Krym został zaatakowany przez UAV: ​​Sieć raporty na temat strajków Corvette of the Rosyan Federation and the Crimean Bridge (zdjęcie)

Władze rosyjskie nie komentują nocnego ataku na Półwysep Krymski. Lokalni mieszkańcy narzekali na serię wybuchów, a kanały telegramowe kontrolowane przez Kremla nie zaprzeczają, że ataki mogły przeżyć korweta floty Morza Czarnego. W nocy od 4 marca do 5 marca mieszkańcy Półwyspu Krymskiego usłyszeli wybuchy na południowym wybrzeżu i w pobliżu mostu krymskiego. Twierdzili, że okupowane terytorium zostało zaatakowane przez drony morskie i powietrzne.

Możliwymi celami mogą być most krymski i łódź patrolowa „Siergiej Kotov”. Tymczasem Ministerstwo Obrony Federacji Rosyjskiej znalazło atak, ale w innym kierunku został napisany w kanale telegramowym Departamentu.

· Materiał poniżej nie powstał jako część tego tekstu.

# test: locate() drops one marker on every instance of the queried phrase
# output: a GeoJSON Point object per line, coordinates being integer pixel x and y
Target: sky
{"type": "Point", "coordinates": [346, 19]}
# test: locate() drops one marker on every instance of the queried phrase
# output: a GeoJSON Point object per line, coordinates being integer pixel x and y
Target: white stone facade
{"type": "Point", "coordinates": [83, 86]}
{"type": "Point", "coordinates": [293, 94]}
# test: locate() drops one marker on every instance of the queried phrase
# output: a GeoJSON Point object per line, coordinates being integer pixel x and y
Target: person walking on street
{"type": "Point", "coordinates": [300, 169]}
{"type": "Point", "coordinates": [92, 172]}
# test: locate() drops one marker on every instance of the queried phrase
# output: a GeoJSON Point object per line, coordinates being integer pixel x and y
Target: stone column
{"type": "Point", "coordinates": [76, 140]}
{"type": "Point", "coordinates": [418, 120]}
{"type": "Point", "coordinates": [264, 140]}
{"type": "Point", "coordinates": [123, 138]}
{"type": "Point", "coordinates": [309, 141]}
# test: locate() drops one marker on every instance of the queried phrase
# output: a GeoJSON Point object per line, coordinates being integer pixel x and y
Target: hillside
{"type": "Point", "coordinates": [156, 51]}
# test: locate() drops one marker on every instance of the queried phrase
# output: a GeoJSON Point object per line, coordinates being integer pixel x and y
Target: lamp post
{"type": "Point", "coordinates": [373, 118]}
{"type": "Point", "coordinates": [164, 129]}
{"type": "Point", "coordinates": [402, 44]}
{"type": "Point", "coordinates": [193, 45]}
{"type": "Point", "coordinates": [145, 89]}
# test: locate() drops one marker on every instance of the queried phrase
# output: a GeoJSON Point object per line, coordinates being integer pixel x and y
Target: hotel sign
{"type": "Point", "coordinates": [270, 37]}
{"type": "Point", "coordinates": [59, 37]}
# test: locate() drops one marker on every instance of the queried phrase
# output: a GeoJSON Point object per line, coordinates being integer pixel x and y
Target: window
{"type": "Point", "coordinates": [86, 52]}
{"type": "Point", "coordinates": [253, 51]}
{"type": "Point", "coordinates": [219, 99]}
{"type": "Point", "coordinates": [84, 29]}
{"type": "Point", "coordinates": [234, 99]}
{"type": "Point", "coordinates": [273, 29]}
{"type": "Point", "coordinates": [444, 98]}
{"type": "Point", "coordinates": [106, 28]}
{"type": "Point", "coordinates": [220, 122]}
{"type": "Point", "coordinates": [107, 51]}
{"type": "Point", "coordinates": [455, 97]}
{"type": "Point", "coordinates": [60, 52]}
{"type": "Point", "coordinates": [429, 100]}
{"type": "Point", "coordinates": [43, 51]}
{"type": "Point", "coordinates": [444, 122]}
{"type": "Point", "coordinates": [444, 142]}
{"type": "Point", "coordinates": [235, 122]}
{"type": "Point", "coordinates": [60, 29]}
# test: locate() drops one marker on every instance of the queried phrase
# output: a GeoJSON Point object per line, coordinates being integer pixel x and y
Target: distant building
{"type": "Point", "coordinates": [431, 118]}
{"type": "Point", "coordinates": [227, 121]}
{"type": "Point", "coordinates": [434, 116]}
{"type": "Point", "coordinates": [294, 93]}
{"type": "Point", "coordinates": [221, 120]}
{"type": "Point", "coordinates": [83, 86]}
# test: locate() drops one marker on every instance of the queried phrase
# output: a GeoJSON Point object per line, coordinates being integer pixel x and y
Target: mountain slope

Rosyjskie dowództwo wojskowe zgłosiło atak dronów na obiekty sił zbrojnych Federacji Rosyjskiej w regionie Belgorod. Wskazano, że trzy samoloty wydawały się zestrzelone. Wrog nie został wspomniany w porannym raporcie wroga.

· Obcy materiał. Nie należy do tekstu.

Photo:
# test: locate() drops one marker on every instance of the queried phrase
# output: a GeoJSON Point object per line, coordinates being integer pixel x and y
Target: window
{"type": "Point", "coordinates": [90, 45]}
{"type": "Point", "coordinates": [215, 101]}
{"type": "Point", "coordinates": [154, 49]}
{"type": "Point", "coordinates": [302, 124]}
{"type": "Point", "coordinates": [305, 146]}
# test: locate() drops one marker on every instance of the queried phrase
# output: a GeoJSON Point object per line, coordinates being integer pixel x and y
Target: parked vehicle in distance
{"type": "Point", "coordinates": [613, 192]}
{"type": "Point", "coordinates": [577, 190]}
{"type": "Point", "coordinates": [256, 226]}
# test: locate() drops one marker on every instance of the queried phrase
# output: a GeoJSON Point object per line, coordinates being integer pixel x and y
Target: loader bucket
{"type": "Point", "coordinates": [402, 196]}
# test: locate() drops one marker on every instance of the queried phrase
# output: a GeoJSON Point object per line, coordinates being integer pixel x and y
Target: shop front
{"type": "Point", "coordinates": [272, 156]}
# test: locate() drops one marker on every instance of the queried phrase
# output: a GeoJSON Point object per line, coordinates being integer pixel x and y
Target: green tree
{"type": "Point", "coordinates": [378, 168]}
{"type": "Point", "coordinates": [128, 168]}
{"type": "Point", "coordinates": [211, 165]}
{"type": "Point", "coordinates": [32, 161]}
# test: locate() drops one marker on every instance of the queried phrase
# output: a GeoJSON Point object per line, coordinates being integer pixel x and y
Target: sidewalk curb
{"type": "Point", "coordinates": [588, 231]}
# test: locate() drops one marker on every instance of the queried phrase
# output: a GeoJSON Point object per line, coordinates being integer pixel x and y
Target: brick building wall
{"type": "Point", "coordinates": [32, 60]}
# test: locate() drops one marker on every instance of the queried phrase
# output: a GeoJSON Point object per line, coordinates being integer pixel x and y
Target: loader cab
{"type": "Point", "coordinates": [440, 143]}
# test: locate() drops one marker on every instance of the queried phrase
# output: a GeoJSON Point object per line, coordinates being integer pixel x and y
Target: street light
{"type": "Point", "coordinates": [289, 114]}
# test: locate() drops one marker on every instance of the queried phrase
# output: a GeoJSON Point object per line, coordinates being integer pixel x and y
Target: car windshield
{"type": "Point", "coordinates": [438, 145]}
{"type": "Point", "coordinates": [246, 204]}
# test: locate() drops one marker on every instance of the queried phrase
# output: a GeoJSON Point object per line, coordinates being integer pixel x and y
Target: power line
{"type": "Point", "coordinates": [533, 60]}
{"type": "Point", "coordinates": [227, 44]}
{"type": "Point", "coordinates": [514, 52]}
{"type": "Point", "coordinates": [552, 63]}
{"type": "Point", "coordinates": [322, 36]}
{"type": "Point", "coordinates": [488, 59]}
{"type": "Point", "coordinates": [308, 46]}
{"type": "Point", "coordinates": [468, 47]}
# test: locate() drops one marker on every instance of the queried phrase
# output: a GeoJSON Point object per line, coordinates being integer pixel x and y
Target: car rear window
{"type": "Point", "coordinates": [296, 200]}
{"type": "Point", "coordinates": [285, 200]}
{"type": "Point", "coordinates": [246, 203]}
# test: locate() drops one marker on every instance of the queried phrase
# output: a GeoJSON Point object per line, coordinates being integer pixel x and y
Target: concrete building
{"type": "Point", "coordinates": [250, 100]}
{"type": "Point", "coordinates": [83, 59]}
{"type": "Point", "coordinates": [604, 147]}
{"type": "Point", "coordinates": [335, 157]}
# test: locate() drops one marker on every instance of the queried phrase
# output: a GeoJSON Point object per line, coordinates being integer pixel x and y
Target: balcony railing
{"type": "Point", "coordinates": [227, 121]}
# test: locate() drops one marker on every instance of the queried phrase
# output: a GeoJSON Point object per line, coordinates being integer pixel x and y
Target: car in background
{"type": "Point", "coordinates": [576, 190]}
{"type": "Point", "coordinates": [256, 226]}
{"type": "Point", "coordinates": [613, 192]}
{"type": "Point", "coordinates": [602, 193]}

Tak zwany „gubernator” Sevastopolu Michaila Razvozozhayeva w kanale telegramowym nie pisał o nocy. Ostatni post pojawił się w sieci o 17:30 4 marca - przypomniał otwarcie nowego basenu w Sevastopol. Nie ma również danych dotyczących ataku UAV w kanale „głowa” administracji krymskiej Siergei Aksenov. W kanale monitorującym „Crimean Bridge” o 23:33 4 marca stwierdził, że nielegalna struktura została zamknięta - nie została otwarta do rana.

Tymczasem miejscowi narzekali na głośne wybuchy i zasugerowali możliwy atak na most. To, co usłyszeli, nazywało słowa „cyna”, „chłopcy” i „początek”. Szacuje się, że nadeszło około czterech głośnych dźwięków. „Rybar” propagandowy „Rybar” argumentował, że Półwysep Krymski był pod atakiem UAV, które zostały pobite z powietrza i morza. Według niego zagrożone były obiekty wojskowe Federacji Rosyjskiej w Kerch, Teodozjusza i mostu krymskim.

Autor sugeruje, że celem może być również łódź patrolowa „Siergei Kotov”. Atak na miasta i Kerch został również napisany na kanale „Atesh” - wiadomość została opublikowana o północy 4 marca. Ukraińskie dowództwo, Ministerstwo Obrony lub SBU nie zgłosiły przyczyn głośnych dźwięków na Krymie w nocy 5 marca. Szacowana odległość, którą należy pokonać drony powietrzne - około 300 km (proste), morskie - około 500 km (omijanie Morza Czarnego).

Należy zauważyć, że w pierwszych dniach marca wysłuchano eksplozji na Półwyspie Krymskim, a wydarzenia te nie zostały wzniesione w rosyjskim Ministerstwie Obrony. Na przykład 1 marca możliwe cele dronów były bazą lotniczą w strażnikach i stanowisko dowodzenia w Sewastopolu.